Published October 2011
As demand for oil and natural gas outpaces discoveries of new reserves, coal will regain its importance as a source of energy and as a chemical feedstock. At current production levels, proven coal reserves are estimated to last over a century, with recoverable reserves in around 70 countries. In contrast, proven oil and gas reserves are equivalent to around 50 years at current production levels while two-thirds of these reserves are concentrated in the Middle East and Russia. The challenge is how to harness this enormous amount of coal resource, which constitutes about 30% of world energy demand, economically without adverse impact on the environment.
Ethylene and propylene are by far the two largest-volume chemicals produced by the petrochemicals industry. In 2010, about 127 million metric tons of ethylene and 82 million metric tons of propylene were produced worldwide. The majority of light olefins are produced by the petrochemicals industry either from pyrolysis (steam cracking) of NGLs and naphtha or from fluid catalytic cracking (FCC) of naphtha. The recent dramatic increase in oil prices is reviving a strong interest in the production of light olefins from nonpetroleum sources such as coal.

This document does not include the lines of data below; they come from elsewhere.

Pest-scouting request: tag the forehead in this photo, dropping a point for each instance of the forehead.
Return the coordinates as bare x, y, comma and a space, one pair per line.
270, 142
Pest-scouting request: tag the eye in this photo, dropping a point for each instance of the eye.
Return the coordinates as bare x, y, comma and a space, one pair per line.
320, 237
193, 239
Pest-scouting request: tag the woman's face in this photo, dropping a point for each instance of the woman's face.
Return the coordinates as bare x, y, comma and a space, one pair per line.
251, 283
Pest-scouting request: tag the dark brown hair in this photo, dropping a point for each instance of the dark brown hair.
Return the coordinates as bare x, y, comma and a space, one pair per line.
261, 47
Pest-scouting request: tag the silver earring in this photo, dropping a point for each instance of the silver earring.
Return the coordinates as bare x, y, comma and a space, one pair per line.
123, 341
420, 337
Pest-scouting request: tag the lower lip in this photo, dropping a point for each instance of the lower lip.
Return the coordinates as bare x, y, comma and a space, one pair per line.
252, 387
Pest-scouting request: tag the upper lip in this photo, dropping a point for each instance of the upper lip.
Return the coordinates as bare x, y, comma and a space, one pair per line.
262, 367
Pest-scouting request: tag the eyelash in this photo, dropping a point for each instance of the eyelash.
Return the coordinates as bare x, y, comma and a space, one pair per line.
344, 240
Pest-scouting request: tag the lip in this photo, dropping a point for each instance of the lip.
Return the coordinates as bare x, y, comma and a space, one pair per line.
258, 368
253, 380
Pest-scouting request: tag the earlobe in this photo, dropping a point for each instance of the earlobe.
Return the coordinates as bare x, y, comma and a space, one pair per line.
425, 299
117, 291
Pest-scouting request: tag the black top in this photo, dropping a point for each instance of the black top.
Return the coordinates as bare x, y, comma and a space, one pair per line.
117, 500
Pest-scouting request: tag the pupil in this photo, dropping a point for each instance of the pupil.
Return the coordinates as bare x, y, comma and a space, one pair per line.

In this report, we evaluate chemical applications of coal: the partial oxidation of coal to produce synthesis gas (syngas), followed by synthesis of methanol from syngas, and the catalytic conversion of methanol to light olefins. We develop and present conceptual designs and preliminary economics for the integration of GE Energy gasification technology with the UOP/Hydro methanol to olefins (MTO) process and the Shell Coal Gasification Company (SCGP) technology with the Lurgi (now Air Liquide) MTP methanol-to-propylene process.